If you claim a GST input tax credit for secondhand goods you have bought and later export these goods, you must account for the GST input tax credit you've claimed. This will be 3/23 of the full purchase price of the exported secondhand goods.
If you receive an insurance payment relating to your taxable activity, you must include the GST content as an adjustment in the GST return covering the time you received the payment.
An insurance company issues a cheque to cover equipment damaged in a fire. Include 3/23 of the cheque value at box 9 of your GST return.
The GST rate on a credit or debit note must be the same as the rate that applied at the time of the original invoice. A credit or debit note issued for a transaction that was originally invoiced at 12.5% must have GST included at the rate of 12.5%.

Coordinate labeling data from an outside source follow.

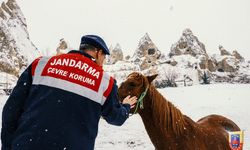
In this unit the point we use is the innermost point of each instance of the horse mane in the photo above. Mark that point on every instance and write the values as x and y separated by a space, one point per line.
165 113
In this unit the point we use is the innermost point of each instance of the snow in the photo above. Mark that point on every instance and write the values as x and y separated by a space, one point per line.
229 100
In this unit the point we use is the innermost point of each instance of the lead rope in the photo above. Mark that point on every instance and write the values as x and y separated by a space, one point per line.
140 100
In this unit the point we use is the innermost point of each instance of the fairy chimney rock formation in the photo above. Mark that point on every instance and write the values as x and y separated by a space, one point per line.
238 56
116 54
62 47
147 54
188 44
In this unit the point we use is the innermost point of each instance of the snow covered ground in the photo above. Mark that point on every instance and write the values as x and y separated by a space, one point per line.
229 100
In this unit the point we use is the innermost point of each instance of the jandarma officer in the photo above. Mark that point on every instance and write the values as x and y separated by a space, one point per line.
58 101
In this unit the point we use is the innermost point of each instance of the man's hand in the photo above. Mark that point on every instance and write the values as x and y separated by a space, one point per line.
130 100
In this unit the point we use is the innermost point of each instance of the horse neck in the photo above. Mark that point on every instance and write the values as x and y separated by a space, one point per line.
162 114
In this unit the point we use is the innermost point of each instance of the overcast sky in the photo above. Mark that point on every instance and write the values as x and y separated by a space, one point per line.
214 22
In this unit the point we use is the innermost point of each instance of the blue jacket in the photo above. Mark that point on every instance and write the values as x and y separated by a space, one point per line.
57 104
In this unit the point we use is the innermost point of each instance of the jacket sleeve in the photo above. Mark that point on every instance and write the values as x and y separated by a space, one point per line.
12 109
113 111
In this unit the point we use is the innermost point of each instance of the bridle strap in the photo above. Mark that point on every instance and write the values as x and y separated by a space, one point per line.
140 100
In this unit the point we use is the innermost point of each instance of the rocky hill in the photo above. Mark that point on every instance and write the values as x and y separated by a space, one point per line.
16 48
187 63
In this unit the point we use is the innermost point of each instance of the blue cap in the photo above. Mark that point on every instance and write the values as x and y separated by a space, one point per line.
95 41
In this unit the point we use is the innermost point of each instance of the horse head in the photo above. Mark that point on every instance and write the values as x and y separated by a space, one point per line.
137 85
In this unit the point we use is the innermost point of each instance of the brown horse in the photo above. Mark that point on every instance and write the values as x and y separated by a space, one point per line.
168 128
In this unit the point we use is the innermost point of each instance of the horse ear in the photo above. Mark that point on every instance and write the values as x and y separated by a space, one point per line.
151 78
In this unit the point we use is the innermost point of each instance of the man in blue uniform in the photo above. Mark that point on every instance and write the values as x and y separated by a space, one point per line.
58 101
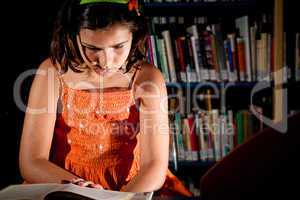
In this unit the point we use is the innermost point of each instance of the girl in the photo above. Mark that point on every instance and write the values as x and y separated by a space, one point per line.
105 105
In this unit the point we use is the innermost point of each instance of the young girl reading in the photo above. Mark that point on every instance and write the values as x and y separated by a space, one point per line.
97 113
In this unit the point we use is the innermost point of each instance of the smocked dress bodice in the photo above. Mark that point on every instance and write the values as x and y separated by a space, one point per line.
96 136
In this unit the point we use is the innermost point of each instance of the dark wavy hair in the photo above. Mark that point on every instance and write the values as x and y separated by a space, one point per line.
73 16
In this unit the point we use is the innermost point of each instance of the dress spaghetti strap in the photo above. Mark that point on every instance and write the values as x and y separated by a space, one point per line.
133 79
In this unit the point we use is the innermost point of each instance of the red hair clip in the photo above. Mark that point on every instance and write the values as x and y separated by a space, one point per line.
134 5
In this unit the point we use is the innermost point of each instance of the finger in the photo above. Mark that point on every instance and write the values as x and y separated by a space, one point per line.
85 183
98 186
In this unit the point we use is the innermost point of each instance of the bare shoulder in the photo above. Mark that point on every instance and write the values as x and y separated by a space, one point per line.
150 81
46 75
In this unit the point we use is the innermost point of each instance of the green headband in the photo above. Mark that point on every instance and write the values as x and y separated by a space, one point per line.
83 2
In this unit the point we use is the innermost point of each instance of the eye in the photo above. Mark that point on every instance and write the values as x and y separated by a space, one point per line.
119 46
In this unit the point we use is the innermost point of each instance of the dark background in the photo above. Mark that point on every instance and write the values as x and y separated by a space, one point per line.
25 37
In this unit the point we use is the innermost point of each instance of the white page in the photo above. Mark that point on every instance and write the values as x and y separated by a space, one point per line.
39 191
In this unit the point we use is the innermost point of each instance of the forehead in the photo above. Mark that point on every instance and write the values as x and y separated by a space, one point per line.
112 33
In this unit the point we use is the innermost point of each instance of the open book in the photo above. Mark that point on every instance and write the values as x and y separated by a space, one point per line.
54 191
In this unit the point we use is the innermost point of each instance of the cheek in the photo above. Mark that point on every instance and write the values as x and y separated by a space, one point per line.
91 55
121 56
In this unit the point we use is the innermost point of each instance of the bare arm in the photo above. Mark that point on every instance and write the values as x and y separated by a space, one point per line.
38 129
154 134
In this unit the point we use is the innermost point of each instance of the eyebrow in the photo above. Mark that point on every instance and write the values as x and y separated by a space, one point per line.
95 47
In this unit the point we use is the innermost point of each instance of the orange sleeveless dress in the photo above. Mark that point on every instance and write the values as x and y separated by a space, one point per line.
96 137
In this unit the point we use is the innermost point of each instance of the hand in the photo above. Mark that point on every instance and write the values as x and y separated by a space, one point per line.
83 183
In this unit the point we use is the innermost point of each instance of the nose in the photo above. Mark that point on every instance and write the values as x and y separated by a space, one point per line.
105 58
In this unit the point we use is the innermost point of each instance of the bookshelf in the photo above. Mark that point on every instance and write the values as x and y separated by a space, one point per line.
249 23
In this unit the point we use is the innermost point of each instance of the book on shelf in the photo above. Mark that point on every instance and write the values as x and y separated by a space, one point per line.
55 191
193 50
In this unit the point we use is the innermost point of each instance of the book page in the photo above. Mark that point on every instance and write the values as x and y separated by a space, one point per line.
40 191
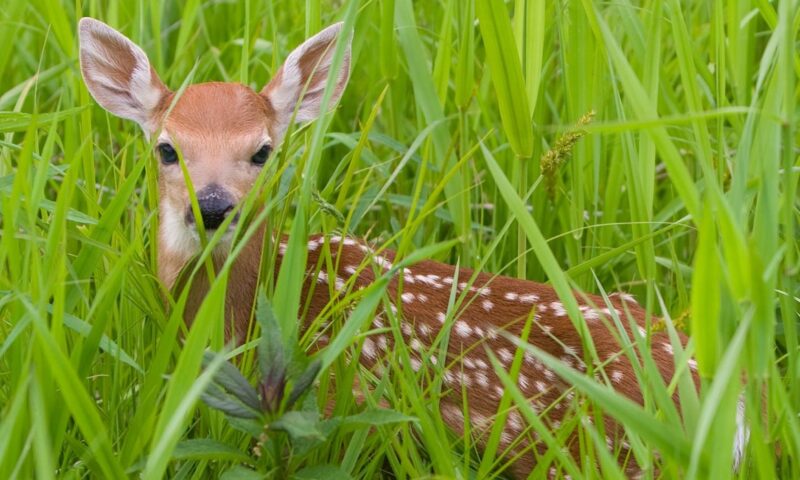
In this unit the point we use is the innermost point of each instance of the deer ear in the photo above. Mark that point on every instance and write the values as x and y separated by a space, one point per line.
118 74
307 67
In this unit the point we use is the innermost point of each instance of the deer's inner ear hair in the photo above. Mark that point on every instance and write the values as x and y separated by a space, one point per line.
260 157
168 154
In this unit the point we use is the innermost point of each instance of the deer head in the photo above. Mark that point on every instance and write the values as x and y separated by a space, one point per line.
225 131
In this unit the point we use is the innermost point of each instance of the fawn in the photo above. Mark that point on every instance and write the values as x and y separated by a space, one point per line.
226 132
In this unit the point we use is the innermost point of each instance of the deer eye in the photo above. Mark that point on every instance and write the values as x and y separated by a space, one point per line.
260 157
168 154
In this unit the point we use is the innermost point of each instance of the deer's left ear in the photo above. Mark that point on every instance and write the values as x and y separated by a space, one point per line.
118 73
309 64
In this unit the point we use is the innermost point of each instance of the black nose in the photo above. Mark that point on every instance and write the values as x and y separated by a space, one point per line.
215 204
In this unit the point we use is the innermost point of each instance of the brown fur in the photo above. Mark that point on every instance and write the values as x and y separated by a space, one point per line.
219 126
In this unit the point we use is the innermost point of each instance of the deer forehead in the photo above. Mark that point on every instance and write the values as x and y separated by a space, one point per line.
219 118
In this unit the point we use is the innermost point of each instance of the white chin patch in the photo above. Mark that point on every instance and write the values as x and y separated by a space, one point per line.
177 236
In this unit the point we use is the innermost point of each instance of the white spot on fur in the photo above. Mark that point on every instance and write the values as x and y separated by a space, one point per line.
415 364
481 379
368 348
382 262
406 328
423 329
463 329
505 355
529 298
558 309
383 344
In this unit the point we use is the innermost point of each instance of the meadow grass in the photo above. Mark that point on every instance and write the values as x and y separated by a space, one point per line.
649 147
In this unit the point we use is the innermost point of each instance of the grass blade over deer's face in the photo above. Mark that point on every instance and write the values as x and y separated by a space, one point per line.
224 131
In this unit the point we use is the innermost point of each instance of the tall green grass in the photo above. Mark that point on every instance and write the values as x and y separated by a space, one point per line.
683 191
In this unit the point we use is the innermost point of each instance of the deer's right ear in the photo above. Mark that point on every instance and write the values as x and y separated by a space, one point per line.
118 73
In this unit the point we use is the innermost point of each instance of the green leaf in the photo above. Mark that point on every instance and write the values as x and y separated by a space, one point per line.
241 473
272 357
502 57
17 122
200 449
706 296
322 472
215 397
234 382
304 381
377 416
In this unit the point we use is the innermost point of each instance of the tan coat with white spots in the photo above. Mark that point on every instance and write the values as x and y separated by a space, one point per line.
224 132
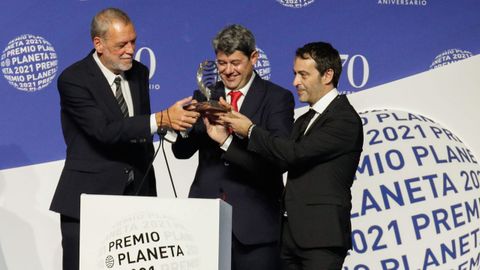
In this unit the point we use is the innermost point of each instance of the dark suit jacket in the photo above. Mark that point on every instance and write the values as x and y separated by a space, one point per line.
321 167
244 179
102 145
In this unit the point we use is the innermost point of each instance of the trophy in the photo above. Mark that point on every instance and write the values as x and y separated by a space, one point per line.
207 76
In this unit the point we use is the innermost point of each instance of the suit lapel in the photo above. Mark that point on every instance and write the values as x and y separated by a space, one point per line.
254 97
321 118
102 89
134 90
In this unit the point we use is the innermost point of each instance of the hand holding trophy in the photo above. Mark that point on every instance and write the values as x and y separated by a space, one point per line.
207 76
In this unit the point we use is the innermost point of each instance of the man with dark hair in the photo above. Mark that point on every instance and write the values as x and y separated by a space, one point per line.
321 157
107 125
226 169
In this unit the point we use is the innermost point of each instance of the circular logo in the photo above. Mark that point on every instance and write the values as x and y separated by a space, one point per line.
29 63
263 65
295 3
450 56
109 261
415 196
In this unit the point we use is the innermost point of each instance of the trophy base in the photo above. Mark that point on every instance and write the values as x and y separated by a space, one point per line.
211 106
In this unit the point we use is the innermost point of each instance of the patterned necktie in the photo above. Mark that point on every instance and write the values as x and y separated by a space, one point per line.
306 120
119 96
235 96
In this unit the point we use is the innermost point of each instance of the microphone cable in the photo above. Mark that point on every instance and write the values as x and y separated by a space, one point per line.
162 131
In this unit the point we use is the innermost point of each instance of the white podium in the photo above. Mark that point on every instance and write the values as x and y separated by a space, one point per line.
149 233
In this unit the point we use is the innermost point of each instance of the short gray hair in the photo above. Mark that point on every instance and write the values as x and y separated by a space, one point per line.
232 38
102 21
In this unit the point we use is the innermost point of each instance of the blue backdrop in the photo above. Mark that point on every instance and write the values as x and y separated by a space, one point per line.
380 41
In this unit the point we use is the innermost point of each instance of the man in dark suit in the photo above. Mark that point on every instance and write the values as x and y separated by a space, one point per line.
321 157
226 169
107 125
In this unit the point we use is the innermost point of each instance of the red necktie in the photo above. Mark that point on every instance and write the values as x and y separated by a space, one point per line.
235 96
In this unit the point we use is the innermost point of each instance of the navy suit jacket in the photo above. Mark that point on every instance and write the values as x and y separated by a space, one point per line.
244 179
321 167
102 146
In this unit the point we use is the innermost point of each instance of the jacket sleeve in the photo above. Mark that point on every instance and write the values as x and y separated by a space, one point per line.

If you issue a credit note or receive a debit note that includes GST at the 12.5% rate account for the GST component (the difference between the GST component on the original invoice and the actual GST charged) on the credit or debit note as an adjustment under "other" in box 9 of your GST adjustments calculation sheet (IR372).
The supplier (lessor) of goods under a finance lease can elect for the GST rate on payments made after 1 October 2010 to remain at the rate of 12.5% provided all the following conditions are met:
If you make or receive payments for a finance lease after 1 October 2010 that have GST included at 12.5% you need to account for these as adjustments on the return in which the payment is made or received. The GST-component of the payment can be calculated by dividing the amount of payment by 9.
If you are receiving the payment you include the adjustment under "other" adjustment in Box 9 of your GST adjustments calculation sheet (IR372).